3.1.2. How Kerberos Works
Kerberos differs from username/password authentication methods. Instead of authenticating each user to each network service, Kerberos uses symmetric encryption and a trusted third party (a KDC), to authenticate users to a suite of network services. When a user authenticates to the KDC, the KDC sends a ticket specific to that session back to the user's machine, and any Kerberos-aware services look for the ticket on the user's machine rather than requiring the user to authenticate using a password.
When a user on a Kerberos-aware network logs in to their workstation, their principal is sent to the KDC as part of a request for a TGT from the Authentication Server. This request can be sent by the log-in program so that it is transparent to the user, or can be sent by the kinit program after the user logs in.
The KDC then checks for the principal in its database. If the principal is found, the KDC creates a TGT, which is encrypted using the user's key and returned to that user.
The login or kinit program on the client then decrypts the TGT using the user's key, which it computes from the user's password. The user's key is used only on the client machine and is not transmitted over the network.
The TGT is set to expire after a certain period of time (usually ten to twenty-four hours) and is stored in the client machine's credentials cache. An expiration time is set so that a compromised TGT is of use to an attacker for only a short period of time. After the TGT has been issued, the user does not have to re-enter their password until the TGT expires or until they log out and log in again.

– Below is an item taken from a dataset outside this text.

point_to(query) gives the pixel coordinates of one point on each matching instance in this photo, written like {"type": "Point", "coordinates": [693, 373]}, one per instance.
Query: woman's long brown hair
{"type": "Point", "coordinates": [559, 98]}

Whenever the user needs access to a network service, the client software uses the TGT to request a new ticket for that specific service from the TGS. The service ticket is then used to authenticate the user to that service transparently.
The Kerberos system can be compromised if a user on the network authenticates against a non-Kerberos aware service by transmitting a password in plain text. The use of non-Kerberos aware services is highly discouraged. Such services include Telnet and FTP. The use of other encrypted protocols, such as SSH or SSL-secured services, however, is preferred, although not ideal.
Kerberos requires both adequate clock synchronization and a functioning domain name service (DNS) to function correctly.
Approximate clock synchronization between the machines on the network can be set up using a service such as ntpd, which is documented in /usr/share/doc/ntp-version-number/html/index.html.
Both DNS entries and hosts on the network must all be properly configured, which is covered in the Kerberos documentation in /usr/share/doc/krb5-server-version-number.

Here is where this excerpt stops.